Children are more than welcome at ProDent Care. We offer preventive care, diet assessment, fillings and root fillings. All children should go to the dentist with their parents as soon as possible and as often as recommended. This will let them get used to the noises, smells and surroundings and prepare them for future visits. The earlier these visits start, the more relaxed the children will be.
When should I take my child to the dentist?
At children should go to the dentist with their parents as soon as possible and as often as recommended. This will let them get used to the noises, smells and surroundings and prepare them for future visits. The earlier these visits start, the more relaxed the children will be.

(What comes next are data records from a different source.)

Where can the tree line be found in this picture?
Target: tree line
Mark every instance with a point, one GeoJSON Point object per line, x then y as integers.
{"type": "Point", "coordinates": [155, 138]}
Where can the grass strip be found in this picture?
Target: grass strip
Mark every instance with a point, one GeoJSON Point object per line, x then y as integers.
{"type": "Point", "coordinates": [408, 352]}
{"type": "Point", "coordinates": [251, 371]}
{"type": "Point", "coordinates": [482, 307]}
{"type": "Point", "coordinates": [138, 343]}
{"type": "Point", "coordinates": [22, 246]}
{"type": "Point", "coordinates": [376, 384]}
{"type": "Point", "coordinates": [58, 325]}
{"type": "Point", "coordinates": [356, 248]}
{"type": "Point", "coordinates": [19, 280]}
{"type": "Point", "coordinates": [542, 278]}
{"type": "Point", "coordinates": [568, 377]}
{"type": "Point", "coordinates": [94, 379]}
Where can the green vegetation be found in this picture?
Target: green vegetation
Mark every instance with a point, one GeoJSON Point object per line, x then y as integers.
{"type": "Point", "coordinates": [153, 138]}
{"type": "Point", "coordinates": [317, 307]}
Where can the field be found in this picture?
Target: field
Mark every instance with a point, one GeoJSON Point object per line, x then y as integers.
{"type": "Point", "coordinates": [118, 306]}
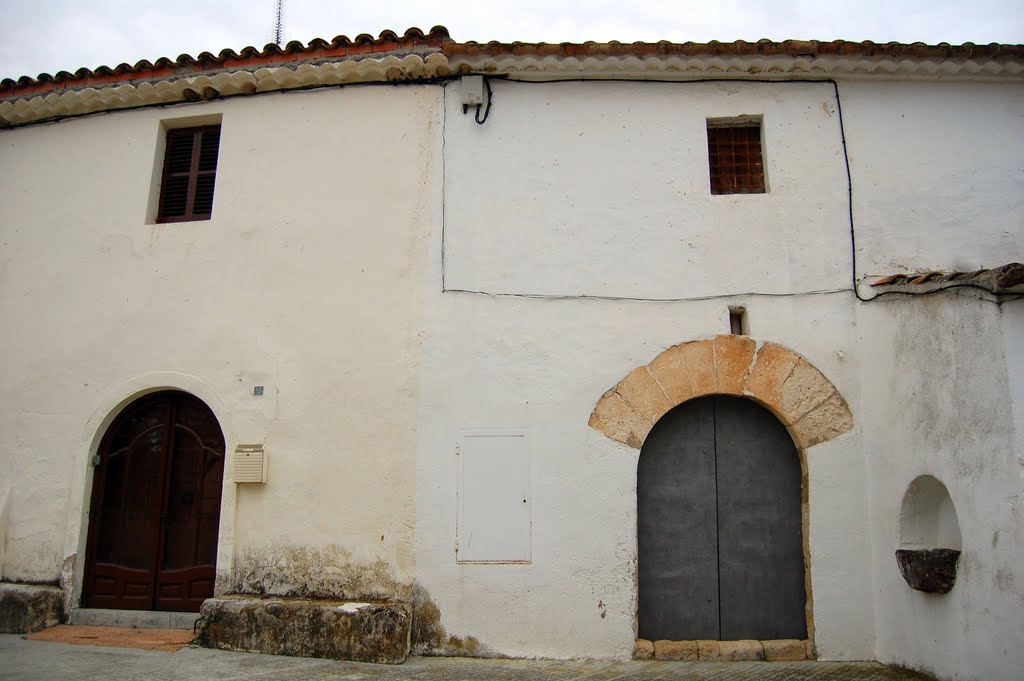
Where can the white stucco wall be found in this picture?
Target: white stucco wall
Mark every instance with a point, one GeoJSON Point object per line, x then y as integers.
{"type": "Point", "coordinates": [937, 387]}
{"type": "Point", "coordinates": [602, 188]}
{"type": "Point", "coordinates": [307, 281]}
{"type": "Point", "coordinates": [341, 217]}
{"type": "Point", "coordinates": [937, 178]}
{"type": "Point", "coordinates": [639, 199]}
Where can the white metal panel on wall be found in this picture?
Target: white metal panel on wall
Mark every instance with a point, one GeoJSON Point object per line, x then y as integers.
{"type": "Point", "coordinates": [494, 522]}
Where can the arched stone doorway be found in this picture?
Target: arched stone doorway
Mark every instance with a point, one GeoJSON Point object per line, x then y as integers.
{"type": "Point", "coordinates": [719, 527]}
{"type": "Point", "coordinates": [156, 507]}
{"type": "Point", "coordinates": [790, 388]}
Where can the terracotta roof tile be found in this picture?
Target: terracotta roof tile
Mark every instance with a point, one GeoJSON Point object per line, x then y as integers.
{"type": "Point", "coordinates": [271, 54]}
{"type": "Point", "coordinates": [439, 40]}
{"type": "Point", "coordinates": [1008, 279]}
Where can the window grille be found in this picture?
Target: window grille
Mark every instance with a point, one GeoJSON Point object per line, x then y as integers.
{"type": "Point", "coordinates": [734, 157]}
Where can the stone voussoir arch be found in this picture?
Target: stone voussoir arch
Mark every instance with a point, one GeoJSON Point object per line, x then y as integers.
{"type": "Point", "coordinates": [799, 394]}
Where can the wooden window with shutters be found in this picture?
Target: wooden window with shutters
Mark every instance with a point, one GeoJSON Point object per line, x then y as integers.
{"type": "Point", "coordinates": [734, 156]}
{"type": "Point", "coordinates": [189, 174]}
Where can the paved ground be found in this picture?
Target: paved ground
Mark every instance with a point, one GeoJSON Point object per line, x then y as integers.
{"type": "Point", "coordinates": [168, 640]}
{"type": "Point", "coordinates": [41, 661]}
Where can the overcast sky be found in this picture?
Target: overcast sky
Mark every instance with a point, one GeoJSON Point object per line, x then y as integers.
{"type": "Point", "coordinates": [47, 36]}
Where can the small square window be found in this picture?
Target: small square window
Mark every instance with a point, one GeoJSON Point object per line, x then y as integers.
{"type": "Point", "coordinates": [734, 156]}
{"type": "Point", "coordinates": [189, 174]}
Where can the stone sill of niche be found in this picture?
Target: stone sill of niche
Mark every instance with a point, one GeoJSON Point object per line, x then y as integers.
{"type": "Point", "coordinates": [774, 650]}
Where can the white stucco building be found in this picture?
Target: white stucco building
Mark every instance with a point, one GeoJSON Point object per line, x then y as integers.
{"type": "Point", "coordinates": [451, 310]}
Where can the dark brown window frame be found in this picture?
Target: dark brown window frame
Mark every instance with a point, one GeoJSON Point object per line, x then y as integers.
{"type": "Point", "coordinates": [735, 157]}
{"type": "Point", "coordinates": [200, 176]}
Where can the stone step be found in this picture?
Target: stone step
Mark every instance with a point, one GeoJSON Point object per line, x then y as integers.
{"type": "Point", "coordinates": [28, 607]}
{"type": "Point", "coordinates": [132, 619]}
{"type": "Point", "coordinates": [377, 632]}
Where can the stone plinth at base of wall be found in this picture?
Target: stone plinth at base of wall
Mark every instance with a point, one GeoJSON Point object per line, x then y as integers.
{"type": "Point", "coordinates": [26, 608]}
{"type": "Point", "coordinates": [377, 632]}
{"type": "Point", "coordinates": [778, 650]}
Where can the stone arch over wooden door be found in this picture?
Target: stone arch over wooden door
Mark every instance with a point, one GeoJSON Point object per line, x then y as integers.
{"type": "Point", "coordinates": [777, 387]}
{"type": "Point", "coordinates": [799, 395]}
{"type": "Point", "coordinates": [156, 507]}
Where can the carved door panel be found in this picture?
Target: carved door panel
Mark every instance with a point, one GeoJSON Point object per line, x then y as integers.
{"type": "Point", "coordinates": [719, 525]}
{"type": "Point", "coordinates": [156, 507]}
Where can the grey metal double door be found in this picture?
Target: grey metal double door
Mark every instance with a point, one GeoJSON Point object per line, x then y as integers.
{"type": "Point", "coordinates": [719, 525]}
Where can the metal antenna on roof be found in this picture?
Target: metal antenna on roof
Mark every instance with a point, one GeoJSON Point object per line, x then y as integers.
{"type": "Point", "coordinates": [279, 24]}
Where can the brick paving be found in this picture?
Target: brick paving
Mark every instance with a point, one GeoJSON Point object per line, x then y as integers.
{"type": "Point", "coordinates": [25, 660]}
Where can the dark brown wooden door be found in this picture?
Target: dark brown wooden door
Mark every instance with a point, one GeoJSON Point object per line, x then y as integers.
{"type": "Point", "coordinates": [719, 525]}
{"type": "Point", "coordinates": [156, 507]}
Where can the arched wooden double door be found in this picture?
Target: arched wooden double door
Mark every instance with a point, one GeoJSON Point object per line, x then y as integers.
{"type": "Point", "coordinates": [156, 507]}
{"type": "Point", "coordinates": [719, 525]}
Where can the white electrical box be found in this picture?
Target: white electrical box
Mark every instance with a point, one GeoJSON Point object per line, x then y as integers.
{"type": "Point", "coordinates": [472, 90]}
{"type": "Point", "coordinates": [494, 522]}
{"type": "Point", "coordinates": [249, 464]}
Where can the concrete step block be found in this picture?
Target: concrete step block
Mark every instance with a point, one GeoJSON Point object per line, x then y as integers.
{"type": "Point", "coordinates": [370, 632]}
{"type": "Point", "coordinates": [27, 607]}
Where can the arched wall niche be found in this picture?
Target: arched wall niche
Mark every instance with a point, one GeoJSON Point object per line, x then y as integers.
{"type": "Point", "coordinates": [928, 517]}
{"type": "Point", "coordinates": [930, 541]}
{"type": "Point", "coordinates": [807, 403]}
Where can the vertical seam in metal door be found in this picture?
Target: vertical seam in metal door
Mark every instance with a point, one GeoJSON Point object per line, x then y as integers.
{"type": "Point", "coordinates": [718, 534]}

When will my child’s teeth come through?
The first set of teeth usually develops before your child is born and will start to come through at around 6 months. All 20 teeth will show through at the age of 2.
The first permanent adult molars will appear at age 6, behind the baby teeth and before the first teeth start to fall out at about age 6 to 7. It is usually the lower front teeth which are lost first, followed by the upper front teeth shortly after. All adult teeth should be in place by age 13, except the wisdom teeth. These may erupt any time between age 18 and 25.
How should I care for my children’s teeth?
Our recommendations are the following:
- 1. Stand or sit behind your child, cradling their chin in your hand so you can reach their tom and bottom teeth more easily
- 2. When the first teeth start to come through, try using a children’s toothbrush with a small smear to toothpaste
- 3. It is important to supervise your child’s brushing until they are at least seven
- 4. Once all the teeth have come through, use a small-headed soft toothbrush in small circular movements and try to concentrate on one section at a time
- 5. Don’t forget to brush gently behind the teeth and onto the gums
- 6. If possible make tooth brushing a routine-preferably in the morning, and last thing before your child goes to bed.
- 7. Remember to encourage your child, as praise will often get results!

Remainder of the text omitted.